As we’ve been following and previously reported, the Supreme Court has agreed to consider the scope of protection afforded by the First Amendment to commercial parody products that feature the unauthorized use of another party’s trademark(s). Jack Daniel’s Properties, Inc. v. VIP Products LLC, Case No. 22-148 (Supr. Ct. Nov. 21, 2022) (certiorari granted). The questions presented are as follows:
1. Whether humorous use of another’s trademark as one’s own on a commercial product is subject to the Lanham Act’s traditional likelihood-of-confusion analysis, or instead receives heightened First Amendment protection from trademark-infringement claims.
2. Whether humorous use of another’s mark as one’s own on a commercial product is “noncommercial” under 15 U.S.C. § 1125(c)(3)(C), thus barring as a matter of law a claim of dilution by tarnishment under the Trademark Dilution Revision Act.
This is the second time Jack Daniel’s has filed a petition for certiorari in connection with this case. The Supreme Court first considered the matter in January 2021, following the US Court of Appeals for the Ninth Circuit’s decision to vacate and remand the district court’s finding of trademark infringement, reverse the judgment on dilution and uphold the validity of Jack Daniel’s trademark and trade dress rights.
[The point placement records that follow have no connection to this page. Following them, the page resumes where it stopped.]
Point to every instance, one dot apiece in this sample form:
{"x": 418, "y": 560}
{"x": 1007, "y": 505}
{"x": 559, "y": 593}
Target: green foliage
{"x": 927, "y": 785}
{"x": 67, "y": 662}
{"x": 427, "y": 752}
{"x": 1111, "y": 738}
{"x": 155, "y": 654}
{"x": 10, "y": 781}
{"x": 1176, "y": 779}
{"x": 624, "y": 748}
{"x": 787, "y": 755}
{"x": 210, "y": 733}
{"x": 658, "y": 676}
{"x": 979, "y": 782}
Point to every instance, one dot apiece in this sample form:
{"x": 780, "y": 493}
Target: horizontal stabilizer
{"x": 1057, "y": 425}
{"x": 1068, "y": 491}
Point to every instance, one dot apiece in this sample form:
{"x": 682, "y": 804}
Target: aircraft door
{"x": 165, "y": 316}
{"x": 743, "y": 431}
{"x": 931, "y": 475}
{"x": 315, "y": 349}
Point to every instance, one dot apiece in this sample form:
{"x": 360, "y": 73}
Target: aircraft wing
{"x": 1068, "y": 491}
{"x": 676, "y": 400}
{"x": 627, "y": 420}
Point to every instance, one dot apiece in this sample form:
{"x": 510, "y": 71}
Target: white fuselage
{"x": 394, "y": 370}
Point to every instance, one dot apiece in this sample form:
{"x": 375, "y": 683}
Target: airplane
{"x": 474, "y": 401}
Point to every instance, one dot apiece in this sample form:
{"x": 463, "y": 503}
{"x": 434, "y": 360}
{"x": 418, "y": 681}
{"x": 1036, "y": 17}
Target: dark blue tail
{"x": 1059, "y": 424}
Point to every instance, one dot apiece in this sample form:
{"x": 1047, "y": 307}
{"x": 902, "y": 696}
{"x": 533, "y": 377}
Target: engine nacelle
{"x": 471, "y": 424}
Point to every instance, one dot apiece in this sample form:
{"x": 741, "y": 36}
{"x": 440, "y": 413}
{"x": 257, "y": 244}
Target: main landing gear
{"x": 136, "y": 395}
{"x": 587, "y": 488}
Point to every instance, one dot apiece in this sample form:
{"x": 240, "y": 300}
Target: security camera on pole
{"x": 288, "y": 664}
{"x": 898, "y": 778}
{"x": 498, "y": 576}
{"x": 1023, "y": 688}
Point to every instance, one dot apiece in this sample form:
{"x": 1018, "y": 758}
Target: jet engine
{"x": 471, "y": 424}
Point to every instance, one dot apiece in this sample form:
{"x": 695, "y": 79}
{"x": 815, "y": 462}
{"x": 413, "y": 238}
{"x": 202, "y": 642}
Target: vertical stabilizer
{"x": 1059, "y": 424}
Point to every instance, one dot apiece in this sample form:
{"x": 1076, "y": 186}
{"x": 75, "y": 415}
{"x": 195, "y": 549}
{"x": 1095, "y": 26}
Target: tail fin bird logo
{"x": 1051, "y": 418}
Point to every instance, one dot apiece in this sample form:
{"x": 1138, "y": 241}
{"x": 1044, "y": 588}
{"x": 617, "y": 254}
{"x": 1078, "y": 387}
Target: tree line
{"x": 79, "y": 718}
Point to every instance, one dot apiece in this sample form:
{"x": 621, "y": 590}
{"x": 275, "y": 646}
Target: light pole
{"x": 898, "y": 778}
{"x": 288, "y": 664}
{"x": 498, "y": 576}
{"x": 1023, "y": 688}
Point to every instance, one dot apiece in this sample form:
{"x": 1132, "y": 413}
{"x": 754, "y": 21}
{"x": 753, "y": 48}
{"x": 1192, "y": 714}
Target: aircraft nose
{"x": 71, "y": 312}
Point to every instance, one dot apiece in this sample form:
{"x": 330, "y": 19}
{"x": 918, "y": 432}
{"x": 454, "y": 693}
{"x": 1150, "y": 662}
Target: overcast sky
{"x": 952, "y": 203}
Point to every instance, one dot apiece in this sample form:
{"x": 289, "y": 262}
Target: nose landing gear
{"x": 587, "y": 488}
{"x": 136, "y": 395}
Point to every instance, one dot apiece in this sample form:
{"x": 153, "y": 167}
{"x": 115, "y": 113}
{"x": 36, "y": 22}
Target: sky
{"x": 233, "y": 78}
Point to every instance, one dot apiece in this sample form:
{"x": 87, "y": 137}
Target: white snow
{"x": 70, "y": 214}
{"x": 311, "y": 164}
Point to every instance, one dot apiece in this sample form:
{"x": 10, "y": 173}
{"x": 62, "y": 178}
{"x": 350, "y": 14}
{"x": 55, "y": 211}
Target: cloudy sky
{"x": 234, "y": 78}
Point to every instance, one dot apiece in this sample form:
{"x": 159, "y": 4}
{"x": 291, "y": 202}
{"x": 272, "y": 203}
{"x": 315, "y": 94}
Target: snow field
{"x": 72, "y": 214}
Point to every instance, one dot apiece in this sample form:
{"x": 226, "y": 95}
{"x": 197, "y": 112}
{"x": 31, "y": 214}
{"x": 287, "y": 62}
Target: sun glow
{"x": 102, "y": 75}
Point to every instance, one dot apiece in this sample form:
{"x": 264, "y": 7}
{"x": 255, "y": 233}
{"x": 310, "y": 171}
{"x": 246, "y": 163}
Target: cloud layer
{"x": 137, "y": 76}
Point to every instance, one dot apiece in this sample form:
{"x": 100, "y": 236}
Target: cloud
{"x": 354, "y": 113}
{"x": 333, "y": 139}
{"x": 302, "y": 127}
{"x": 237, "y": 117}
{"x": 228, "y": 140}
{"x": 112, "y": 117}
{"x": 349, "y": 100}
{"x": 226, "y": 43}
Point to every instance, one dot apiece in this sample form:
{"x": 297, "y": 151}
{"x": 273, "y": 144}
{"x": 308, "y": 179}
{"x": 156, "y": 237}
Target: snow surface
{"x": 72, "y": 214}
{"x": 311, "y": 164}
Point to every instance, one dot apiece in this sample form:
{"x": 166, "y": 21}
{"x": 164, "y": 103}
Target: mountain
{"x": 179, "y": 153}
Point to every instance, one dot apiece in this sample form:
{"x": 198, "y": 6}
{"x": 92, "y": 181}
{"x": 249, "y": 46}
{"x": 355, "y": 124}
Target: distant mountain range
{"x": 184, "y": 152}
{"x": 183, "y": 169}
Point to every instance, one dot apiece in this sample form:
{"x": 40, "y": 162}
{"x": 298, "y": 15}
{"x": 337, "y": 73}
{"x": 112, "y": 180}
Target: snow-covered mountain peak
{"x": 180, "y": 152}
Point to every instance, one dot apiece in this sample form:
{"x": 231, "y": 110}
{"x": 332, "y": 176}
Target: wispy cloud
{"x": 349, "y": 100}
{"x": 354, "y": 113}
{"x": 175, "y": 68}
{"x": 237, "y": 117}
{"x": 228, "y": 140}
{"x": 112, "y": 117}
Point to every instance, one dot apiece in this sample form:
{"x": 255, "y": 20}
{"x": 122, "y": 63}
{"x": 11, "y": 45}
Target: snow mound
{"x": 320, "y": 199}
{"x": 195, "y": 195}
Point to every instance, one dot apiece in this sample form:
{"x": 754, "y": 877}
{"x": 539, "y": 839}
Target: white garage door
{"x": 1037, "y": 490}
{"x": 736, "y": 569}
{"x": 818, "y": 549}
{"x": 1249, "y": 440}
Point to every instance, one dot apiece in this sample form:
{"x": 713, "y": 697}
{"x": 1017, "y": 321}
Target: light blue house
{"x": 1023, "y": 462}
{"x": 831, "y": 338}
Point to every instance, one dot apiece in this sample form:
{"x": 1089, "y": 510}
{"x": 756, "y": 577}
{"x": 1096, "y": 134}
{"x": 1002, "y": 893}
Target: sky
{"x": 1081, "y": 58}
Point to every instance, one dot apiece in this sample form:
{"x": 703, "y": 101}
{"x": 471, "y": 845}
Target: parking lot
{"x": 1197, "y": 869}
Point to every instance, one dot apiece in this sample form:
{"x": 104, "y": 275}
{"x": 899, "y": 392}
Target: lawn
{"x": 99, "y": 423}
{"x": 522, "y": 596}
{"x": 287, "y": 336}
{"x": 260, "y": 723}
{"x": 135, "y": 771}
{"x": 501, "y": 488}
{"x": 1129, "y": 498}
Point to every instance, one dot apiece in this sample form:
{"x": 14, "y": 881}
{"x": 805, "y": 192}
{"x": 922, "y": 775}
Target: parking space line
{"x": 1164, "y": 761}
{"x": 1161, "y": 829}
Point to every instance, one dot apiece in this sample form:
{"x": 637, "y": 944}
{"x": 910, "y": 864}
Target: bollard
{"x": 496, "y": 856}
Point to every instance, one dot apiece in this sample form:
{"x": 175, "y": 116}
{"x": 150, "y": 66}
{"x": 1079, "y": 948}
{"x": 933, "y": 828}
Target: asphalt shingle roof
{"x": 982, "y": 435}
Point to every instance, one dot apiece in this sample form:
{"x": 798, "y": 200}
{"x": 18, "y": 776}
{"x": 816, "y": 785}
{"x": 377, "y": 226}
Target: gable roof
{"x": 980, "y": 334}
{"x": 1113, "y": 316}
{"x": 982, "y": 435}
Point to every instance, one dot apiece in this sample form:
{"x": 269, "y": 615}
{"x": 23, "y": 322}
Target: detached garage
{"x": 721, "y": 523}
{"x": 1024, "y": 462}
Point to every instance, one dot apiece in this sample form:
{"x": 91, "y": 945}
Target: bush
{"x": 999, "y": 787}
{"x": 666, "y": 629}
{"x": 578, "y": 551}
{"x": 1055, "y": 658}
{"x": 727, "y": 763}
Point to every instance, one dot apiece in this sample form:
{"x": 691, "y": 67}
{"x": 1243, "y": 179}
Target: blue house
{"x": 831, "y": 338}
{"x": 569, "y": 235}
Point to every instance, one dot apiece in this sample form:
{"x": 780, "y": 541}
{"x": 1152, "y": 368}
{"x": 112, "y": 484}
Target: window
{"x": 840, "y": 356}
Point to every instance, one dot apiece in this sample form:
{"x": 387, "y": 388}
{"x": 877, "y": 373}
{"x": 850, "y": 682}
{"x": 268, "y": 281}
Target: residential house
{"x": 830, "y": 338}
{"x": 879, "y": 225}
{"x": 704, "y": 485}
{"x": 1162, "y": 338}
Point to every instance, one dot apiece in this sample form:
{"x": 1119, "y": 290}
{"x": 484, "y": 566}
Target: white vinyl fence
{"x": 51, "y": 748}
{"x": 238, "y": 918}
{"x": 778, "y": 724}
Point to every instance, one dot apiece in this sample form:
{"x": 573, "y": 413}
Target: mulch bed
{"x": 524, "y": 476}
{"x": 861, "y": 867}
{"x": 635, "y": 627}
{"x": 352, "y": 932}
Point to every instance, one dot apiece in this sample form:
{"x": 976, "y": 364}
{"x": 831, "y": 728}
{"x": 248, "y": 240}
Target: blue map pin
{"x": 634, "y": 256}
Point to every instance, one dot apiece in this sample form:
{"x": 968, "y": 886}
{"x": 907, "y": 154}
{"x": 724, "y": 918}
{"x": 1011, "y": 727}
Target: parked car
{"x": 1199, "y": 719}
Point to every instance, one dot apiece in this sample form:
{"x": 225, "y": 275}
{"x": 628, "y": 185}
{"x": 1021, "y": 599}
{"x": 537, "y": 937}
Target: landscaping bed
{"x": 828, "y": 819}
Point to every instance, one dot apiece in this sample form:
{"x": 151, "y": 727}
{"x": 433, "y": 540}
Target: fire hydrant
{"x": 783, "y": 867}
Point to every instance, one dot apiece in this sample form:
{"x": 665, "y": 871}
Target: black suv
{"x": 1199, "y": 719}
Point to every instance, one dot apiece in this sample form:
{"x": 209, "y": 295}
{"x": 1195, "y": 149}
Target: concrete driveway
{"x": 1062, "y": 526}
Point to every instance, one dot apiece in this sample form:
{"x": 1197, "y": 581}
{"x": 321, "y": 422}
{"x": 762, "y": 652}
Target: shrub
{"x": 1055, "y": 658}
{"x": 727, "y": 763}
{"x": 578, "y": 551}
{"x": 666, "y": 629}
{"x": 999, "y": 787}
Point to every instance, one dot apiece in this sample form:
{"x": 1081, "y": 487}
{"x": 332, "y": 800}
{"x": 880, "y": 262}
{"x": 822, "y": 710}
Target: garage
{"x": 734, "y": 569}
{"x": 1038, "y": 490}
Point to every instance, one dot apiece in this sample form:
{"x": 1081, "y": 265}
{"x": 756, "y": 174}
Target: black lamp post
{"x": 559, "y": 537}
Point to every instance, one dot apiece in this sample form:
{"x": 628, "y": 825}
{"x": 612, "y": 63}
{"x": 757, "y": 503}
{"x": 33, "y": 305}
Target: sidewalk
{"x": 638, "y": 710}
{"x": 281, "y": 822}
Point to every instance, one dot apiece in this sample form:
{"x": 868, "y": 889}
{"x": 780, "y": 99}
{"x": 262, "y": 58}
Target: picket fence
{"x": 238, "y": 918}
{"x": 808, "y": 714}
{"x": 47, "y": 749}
The case then returned to the district court, which granted summary judgment to VIP Products. The Ninth Circuit affirmed and then Jack Daniel’s filed its second petition for certiorari.
Why It Matters. With any luck, the Supreme Court will settle the long-standing split amongst the U.S. Courts of Appeal regarding the proper analysis for parody in trademark infringement and dilution claims and the scope of protection afforded parody under the First Amendment.